Filing Status 2008 AMT Exemption Amount 2009 AMT Exemption Amount
Unmarried $46,200 $46,700
Married Filing Jointly $69,950 $70,950
Married Filing Separately $34,975 $35,475
  • Bonus Depreciation–The additional 50% first-year depreciation deduction applies for an extra year, through 2009 (through 2010 for certain longer-lived and transportation property).
  • IRC Section 179 Expensing–The increased limits relating to IRC Section 179 expensing now apply through 2009. As in 2008, the maximum amount that a taxpayer may expense is $250,000 of the cost of qualifying property placed in service for the taxable year. This amount is reduced by the amount by which the cost of qualifying property placed in service during the taxable year exceeds $800,000.
  • Net Operating Loss (NOL) Carrybacks–Eligible small businesses (small businesses with average gross receipts of $15 million or less) can elect to extend the existing two-year carryback period for 2008 NOLs to 3, 4, or 5 years.

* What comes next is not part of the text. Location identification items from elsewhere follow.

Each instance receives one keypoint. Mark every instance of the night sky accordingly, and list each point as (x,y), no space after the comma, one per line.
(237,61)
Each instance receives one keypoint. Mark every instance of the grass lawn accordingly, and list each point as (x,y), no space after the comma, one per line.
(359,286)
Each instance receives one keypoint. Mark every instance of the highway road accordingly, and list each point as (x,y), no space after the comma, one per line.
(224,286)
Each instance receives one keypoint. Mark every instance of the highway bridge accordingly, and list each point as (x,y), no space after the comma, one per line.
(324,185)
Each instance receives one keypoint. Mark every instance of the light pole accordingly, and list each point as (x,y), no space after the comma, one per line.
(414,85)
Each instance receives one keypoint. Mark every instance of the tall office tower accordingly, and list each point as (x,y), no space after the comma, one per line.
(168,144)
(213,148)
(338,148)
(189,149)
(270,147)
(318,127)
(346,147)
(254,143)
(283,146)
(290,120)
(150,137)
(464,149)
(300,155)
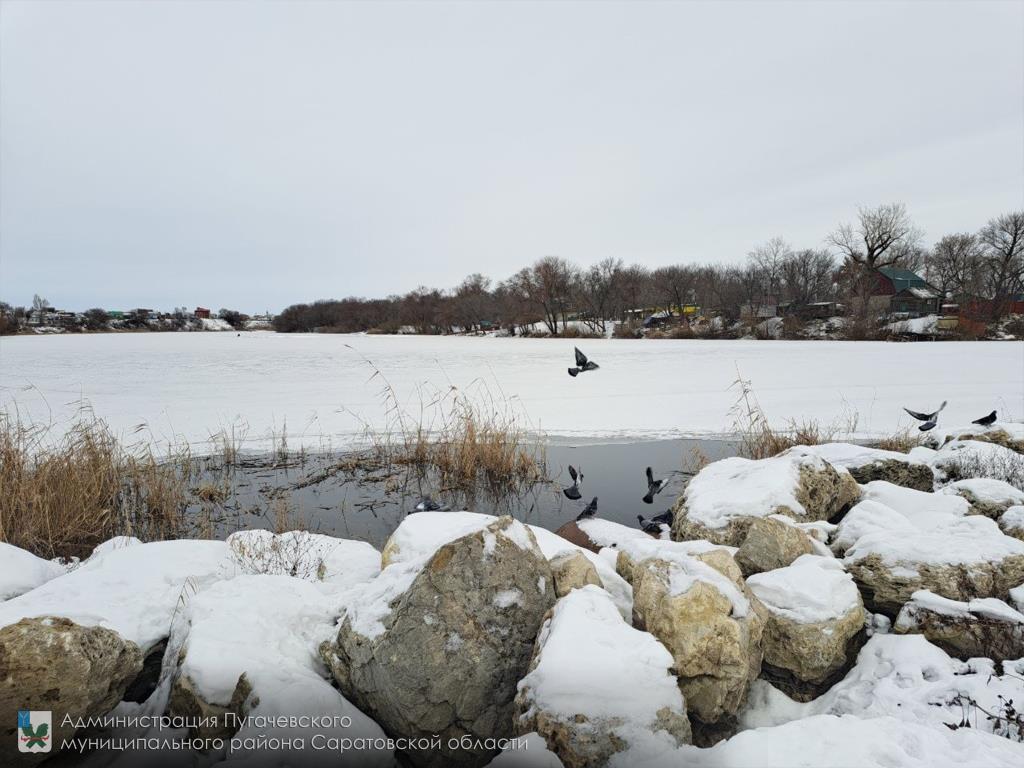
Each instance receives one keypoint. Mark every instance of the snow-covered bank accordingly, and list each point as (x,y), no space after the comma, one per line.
(316,388)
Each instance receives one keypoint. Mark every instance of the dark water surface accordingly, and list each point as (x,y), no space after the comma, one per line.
(369,504)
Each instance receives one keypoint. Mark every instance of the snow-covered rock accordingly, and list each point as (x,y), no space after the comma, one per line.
(311,556)
(709,623)
(986,497)
(1012,522)
(265,632)
(771,544)
(725,497)
(963,460)
(434,646)
(983,627)
(814,614)
(866,464)
(598,689)
(898,541)
(20,570)
(131,590)
(55,665)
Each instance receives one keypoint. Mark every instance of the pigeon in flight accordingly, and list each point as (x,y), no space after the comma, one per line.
(572,492)
(653,486)
(429,505)
(653,525)
(930,419)
(582,364)
(589,511)
(985,421)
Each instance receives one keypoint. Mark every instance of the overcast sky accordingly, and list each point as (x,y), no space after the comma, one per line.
(255,155)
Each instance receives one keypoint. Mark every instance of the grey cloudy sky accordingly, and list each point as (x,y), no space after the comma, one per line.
(254,155)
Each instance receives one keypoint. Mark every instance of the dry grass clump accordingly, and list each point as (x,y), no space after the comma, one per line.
(61,498)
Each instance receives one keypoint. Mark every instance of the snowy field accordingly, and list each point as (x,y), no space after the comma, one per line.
(187,386)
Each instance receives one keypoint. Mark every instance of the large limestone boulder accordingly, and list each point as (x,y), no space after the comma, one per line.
(970,629)
(599,688)
(815,619)
(434,647)
(53,664)
(898,541)
(724,499)
(771,544)
(22,570)
(700,611)
(867,464)
(986,497)
(571,571)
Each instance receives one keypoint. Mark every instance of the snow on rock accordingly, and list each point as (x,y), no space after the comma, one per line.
(814,612)
(268,629)
(133,591)
(299,553)
(449,638)
(724,498)
(866,464)
(962,460)
(20,570)
(986,496)
(599,689)
(982,627)
(534,754)
(1012,522)
(903,677)
(898,541)
(829,741)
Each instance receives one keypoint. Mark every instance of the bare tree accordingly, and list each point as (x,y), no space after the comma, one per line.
(675,286)
(1003,239)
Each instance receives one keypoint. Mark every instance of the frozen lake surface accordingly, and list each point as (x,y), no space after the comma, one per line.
(180,386)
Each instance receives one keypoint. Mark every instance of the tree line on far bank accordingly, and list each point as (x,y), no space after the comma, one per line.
(984,267)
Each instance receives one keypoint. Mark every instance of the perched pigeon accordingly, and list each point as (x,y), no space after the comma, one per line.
(429,505)
(653,525)
(985,421)
(589,511)
(572,492)
(653,486)
(582,364)
(930,419)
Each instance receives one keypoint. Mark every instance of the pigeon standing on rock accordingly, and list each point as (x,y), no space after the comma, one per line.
(572,492)
(583,364)
(930,419)
(653,486)
(985,421)
(589,511)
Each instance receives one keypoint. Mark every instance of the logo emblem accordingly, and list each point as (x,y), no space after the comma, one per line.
(34,730)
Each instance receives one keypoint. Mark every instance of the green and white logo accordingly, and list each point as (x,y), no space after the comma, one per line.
(34,730)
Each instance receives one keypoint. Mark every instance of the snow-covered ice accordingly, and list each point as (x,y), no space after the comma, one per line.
(187,386)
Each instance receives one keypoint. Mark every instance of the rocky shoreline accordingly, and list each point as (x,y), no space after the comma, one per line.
(830,603)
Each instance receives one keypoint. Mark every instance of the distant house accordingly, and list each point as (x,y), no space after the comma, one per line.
(902,293)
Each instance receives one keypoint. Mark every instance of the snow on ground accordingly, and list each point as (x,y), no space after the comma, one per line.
(899,676)
(20,570)
(810,590)
(627,672)
(132,590)
(187,386)
(269,628)
(741,487)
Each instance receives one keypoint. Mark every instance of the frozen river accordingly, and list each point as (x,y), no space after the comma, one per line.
(180,386)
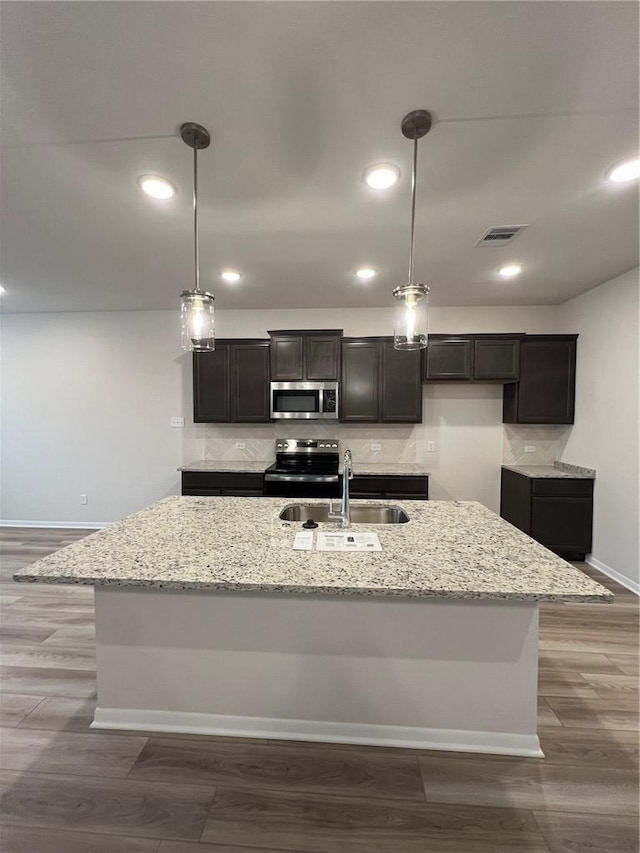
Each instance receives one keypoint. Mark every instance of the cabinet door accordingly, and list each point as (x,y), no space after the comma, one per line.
(496,359)
(359,388)
(545,393)
(450,359)
(401,385)
(322,357)
(250,382)
(286,358)
(211,385)
(563,524)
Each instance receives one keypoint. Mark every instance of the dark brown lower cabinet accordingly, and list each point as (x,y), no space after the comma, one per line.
(215,483)
(246,484)
(558,513)
(395,487)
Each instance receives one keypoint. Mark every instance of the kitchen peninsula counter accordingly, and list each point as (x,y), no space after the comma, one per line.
(207,622)
(449,549)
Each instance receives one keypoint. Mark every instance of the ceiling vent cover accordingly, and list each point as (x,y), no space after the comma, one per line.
(500,235)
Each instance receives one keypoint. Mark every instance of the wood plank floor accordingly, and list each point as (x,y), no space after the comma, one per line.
(67,789)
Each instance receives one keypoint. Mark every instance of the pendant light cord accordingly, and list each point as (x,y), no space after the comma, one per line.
(195,215)
(413,207)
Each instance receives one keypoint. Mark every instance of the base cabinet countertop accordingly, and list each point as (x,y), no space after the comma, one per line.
(551,503)
(375,469)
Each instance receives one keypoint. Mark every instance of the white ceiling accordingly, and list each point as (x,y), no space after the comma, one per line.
(532,101)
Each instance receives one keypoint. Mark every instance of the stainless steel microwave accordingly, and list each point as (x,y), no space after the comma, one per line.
(304,400)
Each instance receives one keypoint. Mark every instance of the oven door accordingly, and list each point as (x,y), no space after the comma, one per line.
(296,400)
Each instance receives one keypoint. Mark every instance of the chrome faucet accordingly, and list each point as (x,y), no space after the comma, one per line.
(344,514)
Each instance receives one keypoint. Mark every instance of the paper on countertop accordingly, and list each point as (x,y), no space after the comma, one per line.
(348,541)
(303,541)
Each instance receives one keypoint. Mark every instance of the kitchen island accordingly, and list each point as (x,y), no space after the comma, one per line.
(208,622)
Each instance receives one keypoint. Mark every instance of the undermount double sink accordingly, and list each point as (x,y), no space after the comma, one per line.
(359,514)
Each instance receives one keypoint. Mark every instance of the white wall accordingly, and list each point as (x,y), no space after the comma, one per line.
(605,434)
(87,400)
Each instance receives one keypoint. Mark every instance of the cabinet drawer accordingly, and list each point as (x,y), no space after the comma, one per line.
(562,488)
(212,482)
(410,488)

  • Unemployment Compensation–Up to $2,400 of unemployment compensation benefits received in 2009 are excluded from gross income for federal income tax purposes.
  • Small Business Stock–The percentage exclusion for qualified small business stock sold by an individual increases from 50% (60% for certain empowerment zone businesses) to 75% for stock issued after February 17, 2009 and before January 1, 2011.
  • Economic Recovery Payments–Individuals who are eligible for Social Security benefits, Railroad Retirement benefits, Veteran’s compensation or pension benefits, or Supplemental Security Income (SSI) benefits will generally receive a one-time Economic Recovery Payment of $250.
  • COBRA–For involuntary terminations that occur on or after September 1, 2008 and before January 1, 2010, individuals who qualify will only need to pay 35% of COBRA premiums for a period of up to 9 months. The remaining 65% of COBRA premiums will be subsidized. For individuals with adjusted gross income exceeding $125,000 ($250,000 for married individuals filing a joint return), the subsidy must be paid back in part or in full.